Personal information
- Full name: Nandini Mattu
- Date of birth: 6 June 2007 (age 19)
- Place of birth: Punjab, India
- Height: 1.80 m (5 ft 11 in)
- Positions: Goalkeeper; forward;

Team information
- Current team: Sethu
- Number: 1

Youth career
- GMSSS Chandigarh

Senior career*
- Years: Team / Apps / (Gls)
- 2022: Bengaluru FC
- 2022: Eves SC
- 2025: Odisha
- 2025–: Sethu

International career
- 2023: India U17

= Nandini Mattu =

Indian footballer

Nandini Mattu (born 6 June 2007) is an Indian professional footballer from Punjab. She plays as a midfielder or goalkeeper for the Indian Women's League club Sethu. She has represented India at the youth level internationally.

== Early life and education ==
Nandini is from Chandigarh, Punjab. Her father Vijay Kumar is a Class IV employee at Udyog Bhavan in Sector 17, and her mother, Bharti, works as a domestic help. She did her schooling at Government Model Senior Secondary School, Sector 22, Chandigarh. She trained under coach Bhupinder Singh at the school.

== Career ==
Nandini started as a forward but later decided to become a goalkeeper following the suggestion from their coaches and senior players to take advantage of her height. She played the Under 17 Women’s National Football Championship at Assam and based on her performance, she was selected among the 21 member Indian probable for the camp. Then, she was selected for the under 17 team and played for India in Jordan. In the Chandigarh Under 13 League, she was selected as the Best Player of the Tournament and in January 2022, she joined the Bengaluru Football Club’s residential academy on a four month contact. That led to her playing the Karnataka State Football Association's Women's A Division League and she scored a hattrick in her very first match against GRK Girls Football Club. In July 2022, she was the top scorer in the pre-Subroto Cup tournament in Chandigarh and was part of the GMSSS 22 which qualified for the main Subroto Cup. In May 2024, she represented Chandigarh in the Senior Women’s National Football Championship for Rajmata Jijabai Trophy final round in Kolkata, West Bengal.

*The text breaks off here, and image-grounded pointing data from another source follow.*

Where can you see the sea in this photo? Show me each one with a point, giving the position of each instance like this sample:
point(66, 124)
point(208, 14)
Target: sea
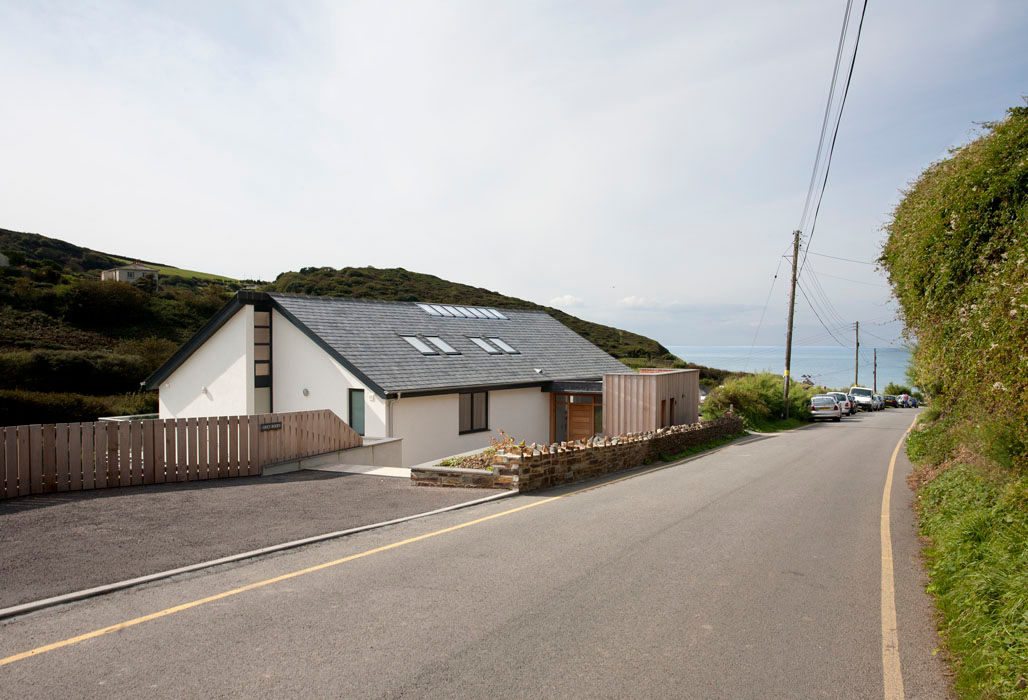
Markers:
point(827, 366)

She was selected among the probables for the camp ahead of the friendlies against Maldives. She made it to the senior India team in the first FIFA friendly against Maldives at the Padukone-Dravid Centre for Sports Excellence on 1 January 2025 but did not get a chance to get into the playing XI and sat on the bench. She was replaced by Ribansi Jamu for the second match.